Selon l’art. 25 par. 3 let. c CDI CH-PE, les dispositions des par. 1 et 2 ne peuvent en aucun cas être interprétées comme imposant à un Etat contractant l’obligation de fournir des renseignements qui révéleraient un secret commercial, industriel, professionnel ou un procédé commercial.

Le Tribunal fédéral procède alors à l’interprétation de la notion de « secret  » en se basant sur le commentaire du MC OCDE, étant donné que la CDI CH-PE est calquée sur ce modèle (cf. art. 26 par. 3 let. c MC OCDE). Il retient que la notion de secret doit être comprise de manière restrictive. Il s’agit de faits ou circonstances d’une importance économique considérable, dont la révélation peut conduire à un grave préjudice. La détermination et le recouvrement de l’impôt ne peuvent pas être considérés comme un tel préjudice. Il s’agit principalement d’éviter l’utilisation abusive de l’assistance administrative à des fins d’espionnage économique. Compte tenu de la présomption de la bonne foi de l’Etat requérant en matière d’assistance administrative, il revient à la personne visée d’apporter des indices concrets comme quoi l’autorité requérante mène un espionnage économique. Dans ce dernier cas, l’autorité requise peut demander un éclaircissement à l’autorité requérante.

Le Tribunal fédéral se penche alors sur la portée de la clause du secret (art. 25 par. 3 let. c CDI CH-PE) en lien avec l’obligation de transmettre les renseignements vraisemblablement pertinents (art. 25 par. 1 CDI CH-PE). En se fondant à nouveau sur le commentaire de l’OCDE et sur le texte de la convention, il retient que la présence d’un secret permet à l’Etat requis de refuser d’échanger un renseignement vraisemblablement pertinent, mais ne lui interdit pas de le faire. L’Etat requis dispose donc d’un pouvoir d’appréciation pour refuser l’assistance, dans le but de protéger les intérêts de ses contribuables, mais la convention n’interdit pas l’échange de renseignements.

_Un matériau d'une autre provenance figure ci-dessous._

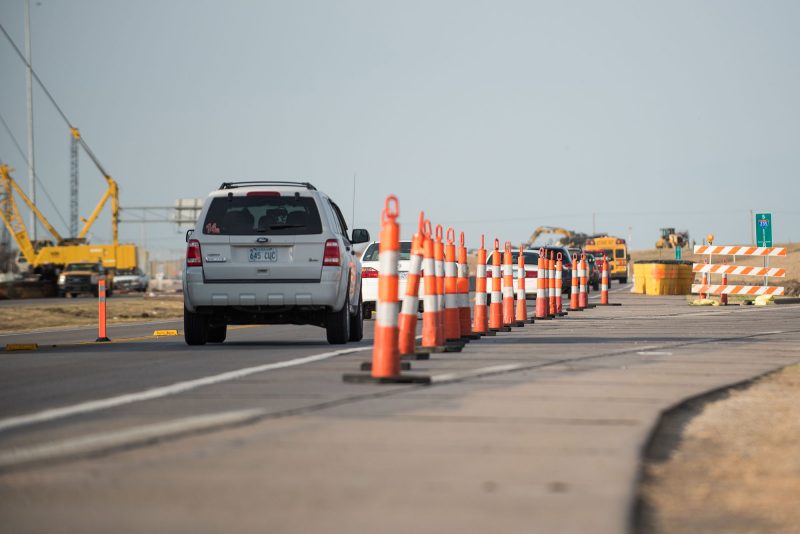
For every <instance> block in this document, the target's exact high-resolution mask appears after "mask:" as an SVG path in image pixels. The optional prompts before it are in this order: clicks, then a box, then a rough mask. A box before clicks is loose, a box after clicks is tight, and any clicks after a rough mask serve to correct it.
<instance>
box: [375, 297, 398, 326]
mask: <svg viewBox="0 0 800 534" xmlns="http://www.w3.org/2000/svg"><path fill="white" fill-rule="evenodd" d="M399 311H400V305H399V304H398V303H397V302H378V305H377V309H376V312H375V320H376V321H377V323H378V324H379V325H381V326H393V327H396V326H397V315H398V312H399Z"/></svg>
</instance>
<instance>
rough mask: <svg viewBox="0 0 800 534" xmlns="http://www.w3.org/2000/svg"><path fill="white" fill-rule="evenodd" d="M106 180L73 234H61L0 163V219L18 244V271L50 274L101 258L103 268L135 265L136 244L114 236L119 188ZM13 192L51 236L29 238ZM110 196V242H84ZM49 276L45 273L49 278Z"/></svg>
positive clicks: (130, 266)
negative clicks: (84, 215)
mask: <svg viewBox="0 0 800 534" xmlns="http://www.w3.org/2000/svg"><path fill="white" fill-rule="evenodd" d="M105 178H106V182H107V183H108V189H107V190H106V192H105V194H104V195H103V197H102V198H101V199H100V202H99V203H98V204H97V206H96V207H95V209H94V211H93V212H92V214H91V216H90V217H89V218H88V219H87V220H86V221H85V223H84V226H83V229H81V231H80V233H79V234H78V237H77V238H66V239H65V238H63V237H61V234H59V233H58V231H56V229H55V228H54V227H53V225H51V224H50V222H49V221H48V220H47V218H45V216H44V215H43V214H42V212H40V211H39V209H38V208H37V207H36V205H35V204H34V203H33V202H32V201H31V199H30V198H28V196H27V195H26V194H25V192H24V191H23V190H22V188H21V187H20V186H19V184H17V182H16V181H14V179H13V178H12V177H11V169H10V168H9V167H8V166H7V165H0V182H2V183H0V219H2V220H3V223H4V224H5V226H6V228H7V229H8V231H9V233H10V234H11V237H12V238H13V239H14V241H15V242H16V243H17V246H18V247H19V251H20V252H19V257H18V261H17V265H18V266H19V267H20V270H22V271H26V270H29V271H32V272H33V273H36V274H39V275H51V276H52V274H53V273H55V272H58V271H60V270H61V269H62V268H63V267H64V266H65V265H67V264H70V263H80V262H102V264H103V267H105V268H107V269H130V268H135V267H136V257H137V254H136V246H135V245H120V244H119V240H118V234H117V230H118V224H119V222H118V221H119V189H118V187H117V184H116V182H114V180H113V179H112V178H111V177H110V176H107V175H106V176H105ZM14 193H16V194H17V195H18V196H19V198H20V199H22V201H23V202H24V203H25V205H27V206H28V208H29V209H30V210H31V211H32V212H33V213H34V215H35V216H36V218H37V219H38V220H39V222H41V223H42V225H43V226H44V227H45V228H46V229H47V231H48V232H49V233H50V235H51V237H52V239H46V240H45V239H42V240H36V241H32V240H31V239H30V236H29V234H28V229H27V227H26V226H25V222H24V220H23V218H22V215H21V214H20V210H19V206H18V205H17V202H16V200H15V197H14ZM109 198H110V199H111V205H112V217H111V220H112V236H113V242H112V244H111V245H92V244H88V243H87V242H86V234H87V233H88V232H89V229H90V228H91V226H92V224H93V223H94V222H95V220H97V217H98V216H99V215H100V212H101V211H102V209H103V207H104V205H105V204H106V202H107V201H108V200H109ZM51 276H47V277H48V278H50V277H51Z"/></svg>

Une interdiction d’accorder l’échange de renseignements en lien avec des informations couvertes par le secret ne peut donc se fonder que sur le droit interne d’exécution. Or, la LAAF n’interdit pas le transfert d’une information qui révèle un secret. Selon l’avis d’Andrea Opel, il n’est pas à exclure que la Constitution et les droits fondamentaux s’opposent à l’octroi de l’assistance dans ce cas.

Le Tribunal fédéral n’examine toutefois pas cette question, étant donné qu’en l’espèce les renseignements ne contiennent pas de secret. En effet, l’échange porte principalement sur des contrats, livres et documents comptables, qui ne comprennent pas de secret commercial. Enfin, le fait que le Pérou est également actif dans le domaine minier et le commerce du cuivre ne témoigne pas d’un espionnage commercial et n’est pas de nature à remettre en cause le but fiscal de la demande d’assistance.

Par conséquent, le grief tiré du secret commercial ou industriel (art. 25 par. 3 let. c CDI CH-PE) doit être rejeté.

Néanmoins, le Tribunal fédéral admet très partiellement le recours afin de corriger une erreur de plume dans le dispositif de l’arrêt du TAF.